Contrary to defendant's contention, the People's situation on March 6 does not render their January 30 written Statement of Readiness illusory. The People's statement on the record of their reason for needing a brief adjournment is sufficient to rebut any challenge to the presumption that [*5]the original written Statement of Readiness was truthful and accurate. People v. Sibblies, 22 NY3d 1174, 1180 (2014) (Graffeo, concurring). The People are charged with 0 days.



March 6 to March 12 — In-Court Statement of Unreadiness to Written Statement of Readiness [6 days charged]



Notwithstanding the reason for their not being ready on March 6, and without regard to how long an adjournment the People were requesting, the Court adjourned the case to April 29, 2014, and once again instructed the People that they would be charged with all time until they again filed a Statement of Readiness.

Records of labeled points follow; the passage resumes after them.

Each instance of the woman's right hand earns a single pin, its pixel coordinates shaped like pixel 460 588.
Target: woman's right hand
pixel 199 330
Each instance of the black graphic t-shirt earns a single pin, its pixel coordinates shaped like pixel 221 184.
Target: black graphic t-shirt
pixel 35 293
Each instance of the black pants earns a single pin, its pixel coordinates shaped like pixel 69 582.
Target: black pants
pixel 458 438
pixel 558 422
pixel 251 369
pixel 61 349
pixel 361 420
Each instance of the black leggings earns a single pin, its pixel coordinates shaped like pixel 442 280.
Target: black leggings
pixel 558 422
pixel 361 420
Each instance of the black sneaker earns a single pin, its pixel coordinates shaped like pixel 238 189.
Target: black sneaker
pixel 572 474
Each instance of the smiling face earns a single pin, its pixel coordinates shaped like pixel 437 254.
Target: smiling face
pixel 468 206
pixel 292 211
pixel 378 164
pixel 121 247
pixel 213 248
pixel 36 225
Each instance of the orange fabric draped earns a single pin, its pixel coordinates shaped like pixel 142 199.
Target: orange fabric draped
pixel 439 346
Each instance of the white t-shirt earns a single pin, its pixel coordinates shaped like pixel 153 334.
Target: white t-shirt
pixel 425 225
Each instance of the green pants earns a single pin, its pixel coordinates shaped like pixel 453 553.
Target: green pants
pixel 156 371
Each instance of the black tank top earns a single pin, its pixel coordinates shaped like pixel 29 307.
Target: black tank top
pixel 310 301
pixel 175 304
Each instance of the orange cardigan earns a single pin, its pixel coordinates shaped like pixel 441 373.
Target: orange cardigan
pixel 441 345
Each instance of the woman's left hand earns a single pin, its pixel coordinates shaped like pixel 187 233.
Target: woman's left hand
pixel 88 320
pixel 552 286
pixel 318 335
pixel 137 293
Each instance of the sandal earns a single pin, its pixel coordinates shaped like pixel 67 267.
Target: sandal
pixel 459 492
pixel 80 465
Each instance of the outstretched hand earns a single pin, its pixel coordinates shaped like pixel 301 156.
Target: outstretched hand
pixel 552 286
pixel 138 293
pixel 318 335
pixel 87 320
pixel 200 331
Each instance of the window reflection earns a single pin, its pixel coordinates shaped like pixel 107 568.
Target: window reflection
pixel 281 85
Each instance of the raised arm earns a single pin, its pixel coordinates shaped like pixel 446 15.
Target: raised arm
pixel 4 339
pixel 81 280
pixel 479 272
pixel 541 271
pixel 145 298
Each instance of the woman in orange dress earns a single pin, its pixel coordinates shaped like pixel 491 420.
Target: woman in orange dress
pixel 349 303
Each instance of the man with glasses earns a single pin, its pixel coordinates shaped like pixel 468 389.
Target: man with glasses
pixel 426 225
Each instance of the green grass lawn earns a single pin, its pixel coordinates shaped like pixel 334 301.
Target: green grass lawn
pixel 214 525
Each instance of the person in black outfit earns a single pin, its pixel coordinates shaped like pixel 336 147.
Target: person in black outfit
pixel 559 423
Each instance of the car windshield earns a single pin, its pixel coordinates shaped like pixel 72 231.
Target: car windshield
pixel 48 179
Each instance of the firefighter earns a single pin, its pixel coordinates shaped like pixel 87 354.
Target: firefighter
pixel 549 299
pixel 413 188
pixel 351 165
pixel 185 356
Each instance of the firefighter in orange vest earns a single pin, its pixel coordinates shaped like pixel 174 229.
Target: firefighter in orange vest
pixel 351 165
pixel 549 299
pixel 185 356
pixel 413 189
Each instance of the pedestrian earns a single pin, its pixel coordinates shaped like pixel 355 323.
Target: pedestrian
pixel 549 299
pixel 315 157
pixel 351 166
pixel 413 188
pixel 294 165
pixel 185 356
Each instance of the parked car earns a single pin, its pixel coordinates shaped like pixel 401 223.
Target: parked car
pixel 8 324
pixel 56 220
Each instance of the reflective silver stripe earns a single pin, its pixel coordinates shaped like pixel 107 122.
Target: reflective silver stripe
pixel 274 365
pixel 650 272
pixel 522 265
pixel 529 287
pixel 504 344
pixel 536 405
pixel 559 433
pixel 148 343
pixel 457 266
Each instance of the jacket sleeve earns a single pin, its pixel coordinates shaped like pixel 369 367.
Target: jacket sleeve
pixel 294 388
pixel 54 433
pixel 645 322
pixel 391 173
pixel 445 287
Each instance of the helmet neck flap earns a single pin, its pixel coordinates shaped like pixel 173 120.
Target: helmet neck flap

On March 12, 2014, the People filed a Statement of Readiness with the court, and served a copy on defense counsel by certified mail. The document is dated March 11, but the court's stamp indicates it was filed on March 12, and the People concede as much. The People are charged with 6 days.



March 12, 2014 to April 24, 2014 — Statement of Readiness to Defendant's 30.30 Motion [0 days charged]



The last record statement of the People's trial readiness remains their written March 12 Statement of Readiness, which is presumed to be truthful and accurate and which, indeed, is not here challenged by the defendant. See People v. Carter, 91 NY2d 795, 799 (1988); People v. Miller, 113 AD3d 885, 887 (3d Dept 2014). Before the arrival of the next calendar date of April 29, 2014, the defendant filed the present speedy trial motion on April 24, 2014. The filing of this motion tolls the speedy trial clock. CPL § 30.30(4)(a).



CONCLUSION



The People are charged with 93 days in total. Accordingly, defendant's motion is GRANTED.

This constitutes the Decision and Order of the Court.



DATED:July 7, 2014



Brooklyn, New York



/s/. Laura R. Johnson, J.C.C.
Footnotes


Footnote 1:Nor are the People saved from being charged for this time by defendant's having made an additional "verbal request" for "Brady material." A date had previously been set for the People to provide discovery materials, and they had met that deadline in August. Defendant then requested these additional materials, which apparently had not yet been provided as of November 7. The People may not postpone their obligation to be ready for trial merely by providing discovery materials to the defense in piecemeal fashion. There is no exclusion of the time prior to the production of Rosario material, which may technically wait until the commencement of trial (CPL § 240.45), and the People have a continuing obligation to disclose exculpatory material, regardless of the trial-ready posture of the case (CPL § 240.60).